Meta is working on developing tools to identify images synthetically produced by generative AI systems at scale across its social media platforms, such as Facebook, Instagram, and Threads, the company said on Tuesday.
“…we’ve been working with industry partners to align on common technical standards that signal when a piece of content has been created using AI. Being able to detect these signals will make it possible for us to label AI-generated images that users post to Facebook, Instagram and Threads,” Nick Clegg, president of global affairs at Meta, wrote in a blog post.
“We’re building this capability now, and in the coming months we’ll start applying labels in all languages supported by each app,” Clegg added.
The move to label AI-generated images from companies, such as Google, OpenAI, Adobe, Shutterstock, and Midjourney, assumes significance as 2024 will see several elections taking place in several countries including the US, the EU, India, and South Africa.
This year will also see Meta learning more about how users are creating, and sharing AI-generated content and what kind of transparency netizens are finding valuable, the Clegg said.
Clegg’s statement about elections rings in a reminder of the Cambridge Analytica scandal, unearthed by the New York Times and The Observer back in 2018, that saw Facebook data of at least 50 million users being compromised.
Last month, ChatGPT-maker OpenAI suspended two developers who created a bot mimicking Democratic presidential hopeful Congressman Dean Phillips, marking the company’s first action against the misuse of AI.
No labels for AI-generated audio and video
Meta, according to Clegg, already marks images created by its own AI feature, which includes attaching visible markers and invisible watermarks. These invisible watermarks are embedded within the image’s metadata.
The combination of these watermarks makes it easy for other platforms to identify AI-generated images, Clegg said.
Meta is also working with other companies to develop common standards for identifying AI-generated images through forums like the Partnership on AI (PAI), Clegg added.

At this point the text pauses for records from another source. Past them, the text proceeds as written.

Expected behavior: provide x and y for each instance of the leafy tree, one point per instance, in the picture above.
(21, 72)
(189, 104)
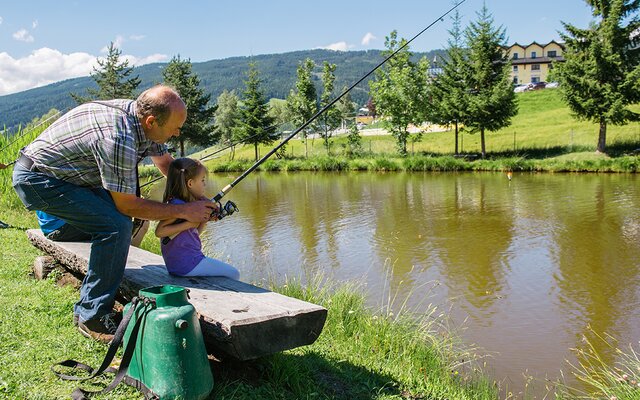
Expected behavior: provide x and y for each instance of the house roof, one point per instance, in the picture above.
(536, 43)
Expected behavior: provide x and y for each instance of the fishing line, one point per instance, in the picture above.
(212, 154)
(230, 186)
(28, 131)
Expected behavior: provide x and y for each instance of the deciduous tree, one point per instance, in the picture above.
(257, 125)
(302, 101)
(400, 91)
(600, 77)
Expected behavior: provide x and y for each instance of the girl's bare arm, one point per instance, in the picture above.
(169, 227)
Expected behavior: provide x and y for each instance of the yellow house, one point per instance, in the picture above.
(532, 63)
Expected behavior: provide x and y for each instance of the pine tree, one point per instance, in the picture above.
(257, 125)
(491, 101)
(330, 119)
(601, 76)
(449, 90)
(354, 142)
(199, 129)
(111, 78)
(400, 91)
(227, 117)
(302, 102)
(346, 108)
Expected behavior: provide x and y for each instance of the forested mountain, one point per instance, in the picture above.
(278, 72)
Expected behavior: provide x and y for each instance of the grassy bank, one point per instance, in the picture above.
(361, 354)
(543, 137)
(576, 162)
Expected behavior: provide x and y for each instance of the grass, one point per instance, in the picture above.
(600, 379)
(361, 354)
(543, 137)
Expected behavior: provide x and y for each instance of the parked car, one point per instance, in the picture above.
(537, 85)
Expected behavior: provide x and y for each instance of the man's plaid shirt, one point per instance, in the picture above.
(95, 145)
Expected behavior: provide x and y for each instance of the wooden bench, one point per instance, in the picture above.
(238, 319)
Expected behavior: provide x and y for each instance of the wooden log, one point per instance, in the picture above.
(238, 319)
(42, 267)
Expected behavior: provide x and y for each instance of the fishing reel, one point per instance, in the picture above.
(228, 209)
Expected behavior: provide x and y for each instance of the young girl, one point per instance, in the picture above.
(180, 245)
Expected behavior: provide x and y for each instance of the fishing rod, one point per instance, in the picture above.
(214, 153)
(230, 186)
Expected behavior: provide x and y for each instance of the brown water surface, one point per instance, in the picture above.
(533, 264)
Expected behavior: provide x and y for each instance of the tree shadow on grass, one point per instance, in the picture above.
(292, 376)
(617, 149)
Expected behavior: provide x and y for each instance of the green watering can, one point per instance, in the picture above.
(169, 356)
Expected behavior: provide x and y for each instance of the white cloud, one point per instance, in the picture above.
(117, 43)
(23, 36)
(137, 61)
(366, 39)
(338, 46)
(45, 66)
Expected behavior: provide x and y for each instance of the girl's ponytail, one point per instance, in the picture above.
(179, 173)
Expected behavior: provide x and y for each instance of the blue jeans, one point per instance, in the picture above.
(91, 211)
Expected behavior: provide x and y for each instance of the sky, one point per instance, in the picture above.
(43, 41)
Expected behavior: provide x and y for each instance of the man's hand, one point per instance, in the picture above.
(198, 211)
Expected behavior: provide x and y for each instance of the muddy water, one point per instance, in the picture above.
(529, 267)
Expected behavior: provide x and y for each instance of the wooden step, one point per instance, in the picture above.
(238, 319)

However, he also pointed out that while several companies were starting to include signals to help identify generated images, the same policy was not being applied to generated audio and video.

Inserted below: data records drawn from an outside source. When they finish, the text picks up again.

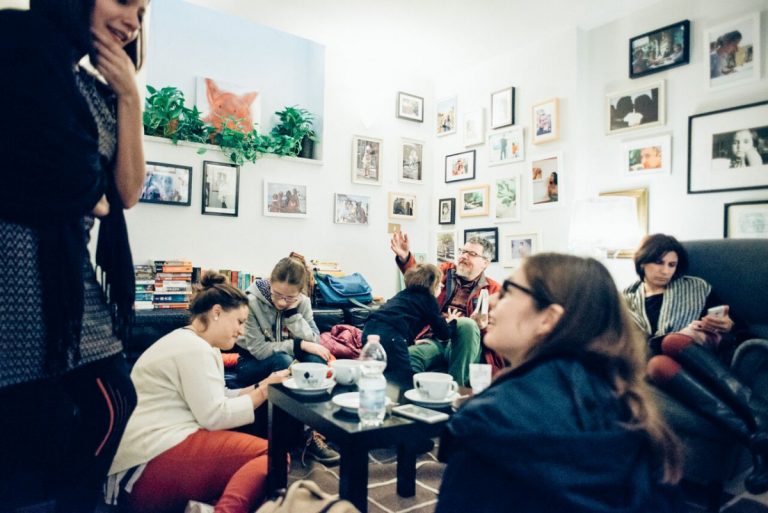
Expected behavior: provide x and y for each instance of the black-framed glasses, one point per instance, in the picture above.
(541, 301)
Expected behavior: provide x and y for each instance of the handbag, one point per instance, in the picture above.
(342, 290)
(306, 497)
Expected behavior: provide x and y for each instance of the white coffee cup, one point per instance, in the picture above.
(434, 385)
(311, 375)
(347, 371)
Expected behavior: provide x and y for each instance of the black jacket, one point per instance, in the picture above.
(546, 438)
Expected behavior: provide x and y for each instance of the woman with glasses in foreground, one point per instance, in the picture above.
(570, 425)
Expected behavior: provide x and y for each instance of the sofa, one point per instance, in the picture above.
(737, 269)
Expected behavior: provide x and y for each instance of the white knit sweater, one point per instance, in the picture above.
(179, 381)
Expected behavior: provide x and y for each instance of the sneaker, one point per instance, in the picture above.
(318, 449)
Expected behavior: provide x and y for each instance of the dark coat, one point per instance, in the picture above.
(546, 438)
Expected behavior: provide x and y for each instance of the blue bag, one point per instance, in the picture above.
(342, 290)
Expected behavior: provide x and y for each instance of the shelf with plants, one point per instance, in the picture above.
(167, 116)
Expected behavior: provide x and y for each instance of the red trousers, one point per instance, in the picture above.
(222, 467)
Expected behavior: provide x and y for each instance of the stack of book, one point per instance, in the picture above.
(173, 284)
(326, 267)
(145, 286)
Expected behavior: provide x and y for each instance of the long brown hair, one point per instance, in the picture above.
(596, 326)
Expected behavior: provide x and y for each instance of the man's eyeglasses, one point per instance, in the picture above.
(472, 254)
(541, 301)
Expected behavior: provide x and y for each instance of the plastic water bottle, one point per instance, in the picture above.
(372, 384)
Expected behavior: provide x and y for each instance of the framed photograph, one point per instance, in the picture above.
(474, 127)
(446, 246)
(503, 108)
(402, 205)
(506, 198)
(168, 184)
(506, 146)
(474, 200)
(728, 149)
(642, 107)
(411, 168)
(641, 157)
(746, 220)
(285, 199)
(460, 166)
(546, 121)
(489, 234)
(640, 197)
(221, 188)
(446, 211)
(734, 51)
(410, 107)
(350, 209)
(366, 160)
(446, 116)
(660, 49)
(517, 246)
(545, 179)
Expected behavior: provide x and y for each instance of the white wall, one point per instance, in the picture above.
(578, 67)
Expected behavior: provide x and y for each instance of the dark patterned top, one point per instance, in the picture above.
(22, 326)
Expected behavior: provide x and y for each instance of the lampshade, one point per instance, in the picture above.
(604, 225)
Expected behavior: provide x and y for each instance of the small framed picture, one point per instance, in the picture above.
(460, 166)
(446, 246)
(727, 149)
(474, 200)
(545, 179)
(660, 49)
(366, 160)
(350, 209)
(546, 121)
(221, 188)
(734, 52)
(489, 234)
(506, 199)
(410, 107)
(168, 184)
(652, 155)
(746, 220)
(285, 199)
(642, 107)
(517, 246)
(411, 161)
(446, 211)
(506, 146)
(503, 108)
(446, 116)
(474, 127)
(402, 205)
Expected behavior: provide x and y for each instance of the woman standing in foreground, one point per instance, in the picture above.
(570, 427)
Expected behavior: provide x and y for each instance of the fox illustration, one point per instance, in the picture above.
(229, 108)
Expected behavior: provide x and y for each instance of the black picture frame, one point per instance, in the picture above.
(451, 216)
(757, 222)
(662, 41)
(713, 166)
(467, 169)
(405, 107)
(216, 176)
(167, 184)
(485, 233)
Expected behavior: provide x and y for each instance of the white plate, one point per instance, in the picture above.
(415, 396)
(290, 384)
(350, 401)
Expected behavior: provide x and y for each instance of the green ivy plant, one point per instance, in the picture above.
(166, 115)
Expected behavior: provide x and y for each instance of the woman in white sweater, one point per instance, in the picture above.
(177, 446)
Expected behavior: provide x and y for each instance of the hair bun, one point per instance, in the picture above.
(212, 278)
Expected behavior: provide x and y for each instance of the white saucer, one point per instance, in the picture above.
(290, 384)
(350, 401)
(415, 396)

In the absence of identification policies around generated audio and video, Clegg said that Meta was adding a feature for people to disclose when they share AI-generated video or audio so the company can add a label to it.
“We’ll require people to use this disclosure and label tool when they post organic content with a photorealistic video or realistic-sounding audio that was digitally created or altered, and we may apply penalties if they fail to do so,” Clegg wrote in the blog.

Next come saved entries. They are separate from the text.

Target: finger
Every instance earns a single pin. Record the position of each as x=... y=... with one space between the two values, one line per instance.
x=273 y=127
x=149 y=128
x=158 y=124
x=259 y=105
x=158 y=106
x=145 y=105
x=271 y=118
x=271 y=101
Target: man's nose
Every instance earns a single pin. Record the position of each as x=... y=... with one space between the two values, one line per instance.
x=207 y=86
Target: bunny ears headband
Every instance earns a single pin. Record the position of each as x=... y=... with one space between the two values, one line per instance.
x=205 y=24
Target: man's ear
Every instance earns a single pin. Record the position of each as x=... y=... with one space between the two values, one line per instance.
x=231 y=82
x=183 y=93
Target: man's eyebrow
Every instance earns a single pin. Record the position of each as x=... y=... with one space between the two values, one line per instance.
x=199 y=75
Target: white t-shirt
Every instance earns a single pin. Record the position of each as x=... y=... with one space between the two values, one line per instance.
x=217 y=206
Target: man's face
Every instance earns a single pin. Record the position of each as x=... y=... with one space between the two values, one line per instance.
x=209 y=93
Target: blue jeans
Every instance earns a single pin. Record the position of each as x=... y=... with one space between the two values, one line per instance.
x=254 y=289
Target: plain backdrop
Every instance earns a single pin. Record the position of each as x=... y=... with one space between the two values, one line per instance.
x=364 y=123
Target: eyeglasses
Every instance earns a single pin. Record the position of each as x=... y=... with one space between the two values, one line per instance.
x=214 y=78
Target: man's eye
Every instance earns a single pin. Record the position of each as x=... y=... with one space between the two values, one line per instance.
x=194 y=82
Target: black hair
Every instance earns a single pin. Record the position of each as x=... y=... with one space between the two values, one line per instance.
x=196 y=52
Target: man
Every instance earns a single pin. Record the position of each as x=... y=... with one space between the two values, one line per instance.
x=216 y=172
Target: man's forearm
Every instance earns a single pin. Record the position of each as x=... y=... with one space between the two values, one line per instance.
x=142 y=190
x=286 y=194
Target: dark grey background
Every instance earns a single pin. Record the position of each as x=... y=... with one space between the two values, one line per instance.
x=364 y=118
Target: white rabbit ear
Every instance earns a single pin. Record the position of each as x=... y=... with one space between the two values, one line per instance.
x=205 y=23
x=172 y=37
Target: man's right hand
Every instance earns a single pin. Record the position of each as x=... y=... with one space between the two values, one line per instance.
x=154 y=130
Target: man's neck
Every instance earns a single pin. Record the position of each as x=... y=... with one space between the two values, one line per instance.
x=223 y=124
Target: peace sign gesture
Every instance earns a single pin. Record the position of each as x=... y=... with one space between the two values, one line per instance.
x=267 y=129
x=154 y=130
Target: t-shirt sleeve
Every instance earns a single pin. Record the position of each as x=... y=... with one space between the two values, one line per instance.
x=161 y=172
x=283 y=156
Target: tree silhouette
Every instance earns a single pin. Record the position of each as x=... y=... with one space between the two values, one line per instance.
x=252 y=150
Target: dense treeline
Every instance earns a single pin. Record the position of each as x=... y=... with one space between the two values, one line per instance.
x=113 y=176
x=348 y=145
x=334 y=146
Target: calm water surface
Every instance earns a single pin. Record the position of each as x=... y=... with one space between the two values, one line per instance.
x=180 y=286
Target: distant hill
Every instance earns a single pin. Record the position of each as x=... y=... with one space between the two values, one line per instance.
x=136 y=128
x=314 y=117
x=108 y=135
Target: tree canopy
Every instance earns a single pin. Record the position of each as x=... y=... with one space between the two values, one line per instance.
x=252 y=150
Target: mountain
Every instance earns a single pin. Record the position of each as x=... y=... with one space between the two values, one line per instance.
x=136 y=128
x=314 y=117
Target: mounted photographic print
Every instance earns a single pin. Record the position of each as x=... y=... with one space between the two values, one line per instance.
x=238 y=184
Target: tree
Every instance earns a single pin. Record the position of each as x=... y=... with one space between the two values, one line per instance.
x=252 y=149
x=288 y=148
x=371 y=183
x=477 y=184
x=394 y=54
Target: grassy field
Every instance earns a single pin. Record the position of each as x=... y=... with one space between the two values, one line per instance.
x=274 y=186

More adversarial challenges to come
Meta acknowledged that while the tools and standards being developed are at the cutting edge of what’s possible around labeling generated content, bad actors could still find avenues to strip out invisible markers.
To stop such bad actors, the company said it was working on developing classifiers that can help the company to automatically detect AI-generated content, even if the content lacks invisible markers.
“At the same time, we’re looking for ways to make it more difficult to remove or alter invisible watermarks. For example, Meta’s AI Research lab FAIR recently shared research on an invisible watermarking technology we’re developing called Stable Signature,” Clegg wrote.
The Stable Signature integrates the watermarking mechanism directly into the image generation process for some types of image generators, which could be valuable for open source models so the watermarking can’t be disabled, the top executive explained.
Historically, the company has used AI systems before to detect and take down hate speech and other content forms that violated its policy.
As of the third quarter of 2023, Meta claims that its AI systems helped reduce the prevalence of hate speech on Facebook to just 0.01-0.02%.
Meta is planning to use generative AI to take down harmful content faster. “We’ve started testing large language models (LLMs) by training them on our ‘Community Standards’ to help determine whether a piece of content violates our policies. These initial tests suggest the LLMs can perform better than existing machine learning models,” Clegg wrote.
These LLMs are also helping the company remove content from review queues in certain circumstances when its reviewers are highly confident it doesn’t violate the company’s policies, Clegg added.